The Polish Poster School was noted in the fifties and sixties for an originality and strength of design which helped to create the sophisticated respectability in the sixties of graphic art generally .... the great age of the silk-screen. Did such a school ever really exist? Was it not another of the cultural myths with which Poland as a political entity has always surrounded herself? A myth created both by and for her in the same way as her other myths of romantic nationalism, as a symptom of the identity crisis of that nation. That crisis goes on, weathered somehow for two centuries of non-existence as a geographical area and of half a century of very dubious autonomy. If not as a land, then at least as a culture some strong bid for national persona was made in the arts, in literature and, after the Second World War especially, in film - Wajda, Skolimowski, Zanussi - and in the theatre of the absurd - Grotowski, Kantor (Dead School and Mrozek (The Emigrants).
In the eighties, Solidarity presented an image of purity of action, of the independent will of the people, to a jaded Western intellectual elite which had resigned itself to the simulacrum of the mass-media, which, as Baudrillard turgidly repeated, had impacted the possibility of free action and, instead replayed THE CODE endlessly.
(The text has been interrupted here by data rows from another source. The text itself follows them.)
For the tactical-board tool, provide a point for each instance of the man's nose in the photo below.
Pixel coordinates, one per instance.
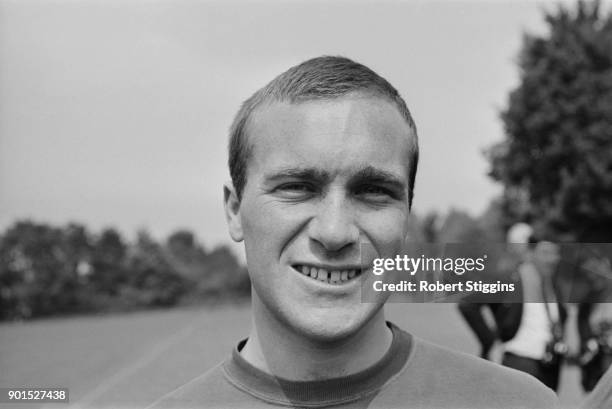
(333, 227)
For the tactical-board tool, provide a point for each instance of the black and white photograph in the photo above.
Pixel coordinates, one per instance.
(306, 204)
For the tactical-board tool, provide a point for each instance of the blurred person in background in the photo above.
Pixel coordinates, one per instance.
(486, 331)
(601, 396)
(595, 317)
(537, 325)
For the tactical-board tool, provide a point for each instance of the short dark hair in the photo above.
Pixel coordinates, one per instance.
(318, 78)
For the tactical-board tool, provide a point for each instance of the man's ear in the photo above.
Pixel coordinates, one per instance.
(232, 212)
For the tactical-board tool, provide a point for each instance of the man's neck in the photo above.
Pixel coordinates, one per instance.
(281, 352)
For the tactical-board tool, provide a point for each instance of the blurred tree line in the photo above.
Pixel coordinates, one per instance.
(46, 270)
(556, 161)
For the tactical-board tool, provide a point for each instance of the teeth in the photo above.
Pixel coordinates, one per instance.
(330, 277)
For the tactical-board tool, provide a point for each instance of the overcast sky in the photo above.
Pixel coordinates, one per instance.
(115, 113)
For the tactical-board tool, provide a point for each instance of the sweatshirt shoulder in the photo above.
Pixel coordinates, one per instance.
(199, 392)
(468, 378)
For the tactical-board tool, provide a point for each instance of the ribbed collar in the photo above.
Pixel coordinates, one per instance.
(327, 392)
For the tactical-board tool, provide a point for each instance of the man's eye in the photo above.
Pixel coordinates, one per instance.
(374, 192)
(296, 189)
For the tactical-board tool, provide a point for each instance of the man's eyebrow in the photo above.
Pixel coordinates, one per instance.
(375, 175)
(296, 173)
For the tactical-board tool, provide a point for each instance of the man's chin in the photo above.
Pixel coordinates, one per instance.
(329, 328)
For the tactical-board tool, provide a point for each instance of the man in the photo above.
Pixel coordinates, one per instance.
(323, 160)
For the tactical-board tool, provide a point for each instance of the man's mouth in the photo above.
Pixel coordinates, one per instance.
(327, 276)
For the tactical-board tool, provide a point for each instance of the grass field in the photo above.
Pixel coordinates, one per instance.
(130, 360)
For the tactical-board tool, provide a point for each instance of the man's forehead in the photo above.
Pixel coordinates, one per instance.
(334, 124)
(355, 172)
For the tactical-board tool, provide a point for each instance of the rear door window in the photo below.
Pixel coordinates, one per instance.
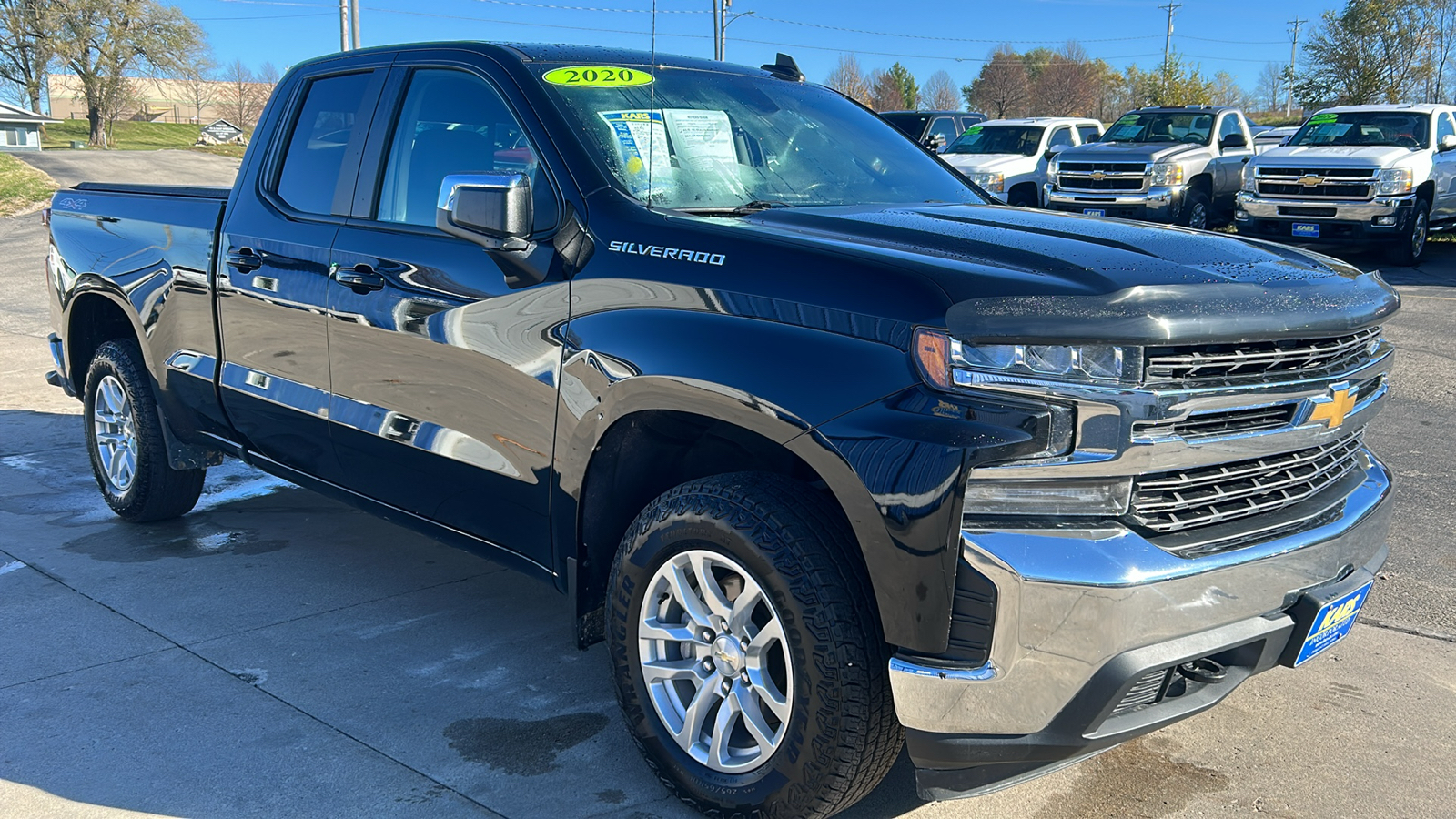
(328, 123)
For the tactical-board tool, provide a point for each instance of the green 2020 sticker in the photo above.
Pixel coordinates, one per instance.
(597, 76)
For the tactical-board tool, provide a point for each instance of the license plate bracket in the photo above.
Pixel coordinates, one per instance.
(1324, 618)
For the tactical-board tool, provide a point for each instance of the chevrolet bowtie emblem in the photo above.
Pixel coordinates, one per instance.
(1332, 409)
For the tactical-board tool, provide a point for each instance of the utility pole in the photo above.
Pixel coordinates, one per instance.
(1168, 44)
(344, 25)
(1293, 51)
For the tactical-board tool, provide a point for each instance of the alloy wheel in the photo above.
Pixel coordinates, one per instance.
(116, 435)
(715, 661)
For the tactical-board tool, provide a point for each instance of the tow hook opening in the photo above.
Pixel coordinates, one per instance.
(1203, 671)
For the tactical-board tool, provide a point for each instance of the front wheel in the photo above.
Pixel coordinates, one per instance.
(746, 652)
(124, 438)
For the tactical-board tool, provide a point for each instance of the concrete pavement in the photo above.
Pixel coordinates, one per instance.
(276, 653)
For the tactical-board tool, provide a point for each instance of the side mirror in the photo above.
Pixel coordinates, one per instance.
(492, 210)
(1234, 140)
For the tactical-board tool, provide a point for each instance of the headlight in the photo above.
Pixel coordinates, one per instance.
(1395, 181)
(946, 361)
(992, 182)
(1167, 174)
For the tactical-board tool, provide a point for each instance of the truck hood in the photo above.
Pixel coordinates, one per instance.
(1026, 274)
(1127, 152)
(989, 162)
(1336, 157)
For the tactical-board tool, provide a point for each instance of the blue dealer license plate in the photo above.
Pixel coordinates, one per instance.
(1332, 622)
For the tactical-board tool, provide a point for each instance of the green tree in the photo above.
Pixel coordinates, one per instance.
(106, 43)
(905, 80)
(1369, 51)
(26, 46)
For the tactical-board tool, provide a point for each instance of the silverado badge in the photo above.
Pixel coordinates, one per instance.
(1332, 409)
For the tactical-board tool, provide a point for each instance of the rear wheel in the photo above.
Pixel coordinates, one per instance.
(1410, 248)
(746, 651)
(1198, 210)
(124, 438)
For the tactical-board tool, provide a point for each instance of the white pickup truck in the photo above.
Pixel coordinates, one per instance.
(1382, 174)
(1008, 157)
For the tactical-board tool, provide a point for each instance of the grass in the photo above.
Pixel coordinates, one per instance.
(136, 136)
(22, 186)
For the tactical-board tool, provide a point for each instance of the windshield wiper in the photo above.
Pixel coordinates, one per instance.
(737, 210)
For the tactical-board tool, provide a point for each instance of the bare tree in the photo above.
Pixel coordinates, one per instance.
(849, 79)
(1067, 85)
(885, 92)
(939, 92)
(1002, 86)
(26, 46)
(106, 41)
(240, 95)
(197, 82)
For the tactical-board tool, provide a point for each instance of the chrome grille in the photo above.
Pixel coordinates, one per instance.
(1172, 501)
(1259, 360)
(1228, 423)
(1334, 182)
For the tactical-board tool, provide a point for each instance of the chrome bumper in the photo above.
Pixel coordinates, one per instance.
(1069, 601)
(1158, 203)
(1360, 210)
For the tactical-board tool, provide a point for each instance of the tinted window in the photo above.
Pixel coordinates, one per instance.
(310, 167)
(455, 123)
(944, 127)
(1229, 127)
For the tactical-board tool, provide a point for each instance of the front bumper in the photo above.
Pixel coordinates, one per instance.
(1084, 617)
(1363, 220)
(1154, 205)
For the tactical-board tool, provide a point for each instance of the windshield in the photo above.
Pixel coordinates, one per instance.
(1365, 128)
(999, 138)
(706, 140)
(912, 124)
(1161, 127)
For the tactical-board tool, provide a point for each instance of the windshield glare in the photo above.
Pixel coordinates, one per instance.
(999, 138)
(1365, 128)
(710, 140)
(1159, 127)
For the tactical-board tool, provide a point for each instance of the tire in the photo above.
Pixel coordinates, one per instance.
(124, 439)
(1198, 210)
(1410, 248)
(753, 532)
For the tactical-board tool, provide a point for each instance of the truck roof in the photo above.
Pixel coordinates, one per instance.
(565, 53)
(1416, 106)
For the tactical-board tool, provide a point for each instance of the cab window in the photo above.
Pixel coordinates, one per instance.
(455, 123)
(320, 135)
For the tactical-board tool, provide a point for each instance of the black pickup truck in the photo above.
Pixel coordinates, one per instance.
(834, 452)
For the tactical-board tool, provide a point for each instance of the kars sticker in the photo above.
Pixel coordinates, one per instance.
(597, 76)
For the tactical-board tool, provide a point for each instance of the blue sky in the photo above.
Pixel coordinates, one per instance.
(1232, 35)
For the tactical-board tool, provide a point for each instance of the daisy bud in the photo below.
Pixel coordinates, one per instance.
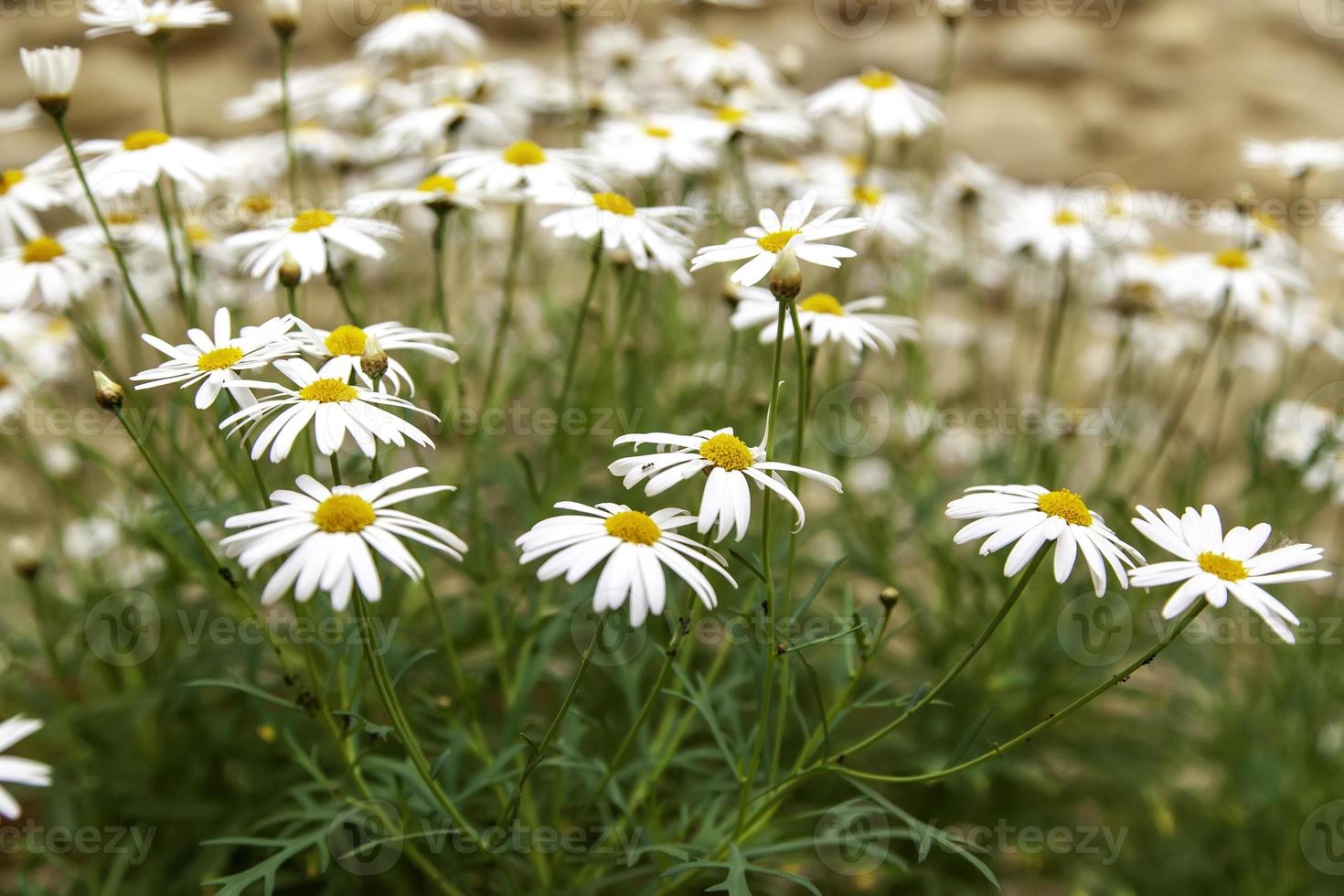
(53, 71)
(283, 16)
(785, 277)
(106, 392)
(374, 361)
(25, 557)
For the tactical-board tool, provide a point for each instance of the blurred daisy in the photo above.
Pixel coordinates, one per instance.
(623, 226)
(15, 770)
(517, 165)
(632, 547)
(761, 248)
(145, 19)
(730, 466)
(212, 363)
(826, 320)
(328, 534)
(332, 406)
(1295, 157)
(1212, 564)
(126, 166)
(1029, 516)
(422, 34)
(306, 240)
(346, 346)
(887, 105)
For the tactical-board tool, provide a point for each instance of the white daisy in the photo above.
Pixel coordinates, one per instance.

But, Poland was "different". The political action there offered the charismatic possibility of the continuing existence of the "individual", instead of the photocopy: whereas, in the West, Foucault was assuring his readers that the individual self, as a fluke aberration of history, was now passing out of the flow of time. But, was Solidarity not yet another aspect of the simulacrum, its romanticized revolutions?
The posters in the exhibition at the UAM offered some interesting answers to this interpretation. The rare opportunity to view such a spread of poster work arose from the fortuitous arrival at the University of Queensand of a non-English speaking student, Ryszard Bednarowicz, and his unintentional acquisition of the collection in Poland of F. Zielinski. It was a useful exercise to compare these with the exhibition of Polish Theatre Posters staged at The Performance Space in Sydney in 1986 under official diplomatic auspices. The UAM exhibition had arrived by more "Underground" routes, though none of the Solidarity posters could be obtained. The final exhibition, beautifully mounted and organized as a model of scholarship through the dedication of the UAM's director, Nancy Underhill, was, nonetheless, far from "dry" in the selection of the images, many of which were erotic and violent.
The "school" of Polish posters, we are told in Bednarowicz's authoritative and exhaustive essay, died in the late seventies, subsequently espousing a commercialism of design which made it little different from international trends elsewhere. In fact, since the late fifties, the "school" had been taking trends on board from the West, ranging from abstract expressionism to Pop, through to early seventies psychedelia. How far do they reflect the myth of the individual as remarkably conserved in Eastern Europe? In one sense they are no different from what might be seen in posters from France, or Japan, or any country at the Poster Biennales in Warsaw. And yet, to a Western eye, there is a curious aspect to the works produced in Poland in the last ten years which does make them different. This difference lies in their degree of existential questioning and, consequent on that loss of self-identity, of a heart-felt violent surrealism. This is, perhaps, most acutely expressed in the poster by W. Sadowski, Goya Wieczor Belatowy (Goya An Evening of Ballet). This image almost classicaly expresses the phenomenological dilemma of Sartre. The ingrown claw arising from the mind pierces the eyes. The light of reason is extinguished, the certainty of the Cartesian "I am".
The self-doubt is comparable to that expressed in Andrzej Wajda's films (before the dubiously populist Solidarity film, Man of Iron), as in Danton, or in Zanussi's, Year of the Quiet Sun. The typical Polish film of aimless wanderings and dead-ends.
More than this, Sadowski, Starowieyski (most notoriously) and Pagowski employ a surrealist mode which recalls the wilder dreams of seventies psychedelia and the hypnotic dissolution of self, drug-induced in the West, but in Eastern Europe signifying an act of expiation, of violence against a self betraying itself through socio-political compulsion.
It differs from its superficially similar reflection in West European post-modernism whose loss of self is intellectual, rather than emotional, personally and nationally, and has little kinship with seventies angst or the Melbourne black grid production-line in Australia.
If the Polish self-doubt looks a little old fashioned, it is because politics in the West is just another code. Wajda pointed out recently that such an attitude has no meaning for Poland, except when self-consciously adopted as a Western trend. Freedom is still "real" in Poland, as real as supplies of bread and, since Chernobyl, of breatheable air. Surrealism and anguish is no pose of self-indulgence, but a genuine questioning of the ethical self in a polity locked into a double-bind of chicanery and petty sniping at the individual in the terrorism of the minutiae of life (as described in Kazimierz Brandys' Warsaw Diaries of the 1980's).
Not all the posters expressed such a degree of maniacal introversion, but even the cheerier ones moodied a melancholia and doubt, without totally verging on pessimism.